July 10, 2015 11:33 IST

Cambridge-based Pallavi Patel still suffers from sleepless nights, as she can’t forget the images of the people who were slain by a gunman on a beach in Tunisia.

Holidaymakers lay flowers on Marhaba beach in Sousse, where 38 people were killed. Photograph: Jeff J Mitchell/Getty Images

It was God that saved our lives that day,” says Cambridge-based Pallavi Patel, who along with her husband Naynesh Patel had a close shave with death when a gunman opened fire on a beach in Tunisia, killing 38 tourists.

Patels, an Indian-origin family, had joined their friends as part of a week-long package holiday in Sousse, which became the site of a bloody massacre on June 26.

Still recovering from the horror, Pallavi says that a last-minute suggestion to head into town for some shopping instead of their daily routine of relaxing on the beach saved their lives.

“The terrorist began shooting exactly from the spot, which had been our regular every day. If we hadn’t gone out for shopping that day we would have definitely lost our lives,” said the 57-year-old, who recounts a series of coincidences that came into play on the fateful day which resulted in the death of 30 British tourists.

“When I think back there were so many points where we could have been in the path of the terrorists. We made so many friends on the beach and they are all dead today,” Pallavi said.

Explaining how she landed up in Tunisia, Pallavi said that she had suffered a mild stroke last year, resulting in her husband and her going off for a holiday.
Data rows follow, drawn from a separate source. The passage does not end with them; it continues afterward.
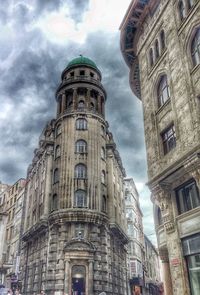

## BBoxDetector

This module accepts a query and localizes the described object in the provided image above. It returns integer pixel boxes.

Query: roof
[66,55,98,70]
[120,0,151,99]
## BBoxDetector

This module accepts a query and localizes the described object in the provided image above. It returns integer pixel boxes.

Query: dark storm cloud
[0,2,147,187]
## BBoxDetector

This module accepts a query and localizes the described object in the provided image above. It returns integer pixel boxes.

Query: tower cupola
[56,56,106,118]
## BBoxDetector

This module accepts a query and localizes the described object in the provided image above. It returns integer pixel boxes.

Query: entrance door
[71,265,86,295]
[72,277,85,295]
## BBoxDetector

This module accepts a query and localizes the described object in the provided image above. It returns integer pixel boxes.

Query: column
[43,148,53,216]
[72,88,77,110]
[62,93,66,113]
[86,88,91,109]
[88,260,94,295]
[64,260,70,295]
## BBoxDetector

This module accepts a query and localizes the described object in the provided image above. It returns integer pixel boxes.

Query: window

She is now planning to seek medical counselling to try and get over the trauma, which has been giving her sleepless nights. “I just can’t get it out of my mind. I recall all the bodies we saw on the beach covered with beach towels. I feel like we have been given another life,” she added.

Her husband, originally from Bhadran in Gujarat, runs a corner shop in Milton area of Cambridgeshire and she continues to be haunted with the feeling of being unsafe even in her home when he leaves for work.
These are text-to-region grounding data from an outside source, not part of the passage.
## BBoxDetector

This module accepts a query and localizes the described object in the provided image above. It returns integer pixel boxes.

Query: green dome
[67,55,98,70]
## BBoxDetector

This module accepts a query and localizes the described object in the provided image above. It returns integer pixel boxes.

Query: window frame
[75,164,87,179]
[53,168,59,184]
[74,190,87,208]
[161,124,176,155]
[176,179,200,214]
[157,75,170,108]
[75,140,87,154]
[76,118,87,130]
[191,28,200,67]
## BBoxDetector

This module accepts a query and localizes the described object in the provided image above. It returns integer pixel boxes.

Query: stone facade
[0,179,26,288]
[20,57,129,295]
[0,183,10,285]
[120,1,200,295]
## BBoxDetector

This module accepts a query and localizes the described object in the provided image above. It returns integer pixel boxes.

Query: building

“I feel really sorry for the Tunisian people who were just amazing. They stood up like shields to save people and today they are suffering with no jobs,” Pallavi said.

Meanwhile, the UK Foreign Office issued a fresh warning this week to all British nationals in Tunisia to leave the country as a further terrorist attack is “highly likely”. It is estimated there are up to 3,000 UK tourists still in Tunisia and a few hundred British residents.

UK Prime Minister David Cameron has announced a permanent memorial dedicated to the 30 British victims of the attack, described as the worst attack on Britons since the July 7 bombings on the London transport network in 2005.